Messire d’Egmont replied: “I think of the king with too much respect to believe that we must arm ourselves like rebels against him. Let those who fear his anger draw back. I will remain, having no way of living save by his help.”

“Philip may take cruel vengeance,” said the Silent.

“I have complete trust!” answered Egmont.

“Your head included?” asked Ludwig of Nassau.

“Included,” replied Egmont, “head, body, and loyal devotion, which are his.”

“Trusty and well-beloved, I will do even as thou,” said De Hoorn.

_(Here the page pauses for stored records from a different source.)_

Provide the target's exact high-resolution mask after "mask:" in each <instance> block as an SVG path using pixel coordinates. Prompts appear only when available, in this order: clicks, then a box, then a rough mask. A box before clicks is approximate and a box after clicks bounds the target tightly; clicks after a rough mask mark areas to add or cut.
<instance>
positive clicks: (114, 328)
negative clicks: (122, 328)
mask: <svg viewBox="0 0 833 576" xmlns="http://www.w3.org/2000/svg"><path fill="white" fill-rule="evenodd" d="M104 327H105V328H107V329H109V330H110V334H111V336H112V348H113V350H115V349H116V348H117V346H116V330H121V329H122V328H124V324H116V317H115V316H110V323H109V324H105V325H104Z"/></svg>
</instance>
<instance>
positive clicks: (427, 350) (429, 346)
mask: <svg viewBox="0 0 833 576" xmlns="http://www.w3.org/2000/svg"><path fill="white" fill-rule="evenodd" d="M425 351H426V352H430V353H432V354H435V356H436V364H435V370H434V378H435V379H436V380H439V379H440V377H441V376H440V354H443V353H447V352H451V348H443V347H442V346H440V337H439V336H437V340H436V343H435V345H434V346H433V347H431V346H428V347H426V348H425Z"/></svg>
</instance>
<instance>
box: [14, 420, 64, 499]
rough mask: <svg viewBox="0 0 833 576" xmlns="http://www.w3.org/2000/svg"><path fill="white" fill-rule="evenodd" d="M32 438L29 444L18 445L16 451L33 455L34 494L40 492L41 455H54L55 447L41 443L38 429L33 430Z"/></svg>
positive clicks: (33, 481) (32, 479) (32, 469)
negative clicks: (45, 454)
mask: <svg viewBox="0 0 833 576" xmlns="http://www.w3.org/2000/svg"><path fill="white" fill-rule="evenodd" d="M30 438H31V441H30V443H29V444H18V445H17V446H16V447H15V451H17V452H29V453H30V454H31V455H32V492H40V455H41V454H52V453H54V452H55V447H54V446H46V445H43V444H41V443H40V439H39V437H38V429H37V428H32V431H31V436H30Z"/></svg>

Said the Silent:

“We must foresee and not wait.”

Then Messire d’Egmont, speaking vehemently, “I have,” said he, “had two and twenty reformed hanged at Grammont. If the preachings come to an end, if the image breakers are punished, the king’s anger will be appeased.”

The Silent replied:

“There are hopes that are uncertain.”

“Let us put on the armour of trust,” said Egmont.

“Let us put on the armour of trust,” said De Hoorn.

“It is iron we should arm with, not trust,” replied D’Hoogstraeten.

Hereupon the Silent made a sign that he wished to go.

“Adieu, Prince without land!” said Egmont.

“Adieu, Count without a head!” replied the Silent. Ludwig of Nassau said then: “For the sheep the butcher, and glory for the soldier that is the saviour of the land of our fathers!”

“I cannot, and will not,” said Egmont.

“Blood of the victims,” said Ulenspiegel, “fall upon the head of the courtier!”

The lords withdrew.

Then Ulenspiegel came down out of his chimney and went immediately to bring the news to Praet. The latter said: “Egmont is a traitor, God is with the Prince.”

The Duke! the Duke in Brussels! Where are the strong boxes that have wings?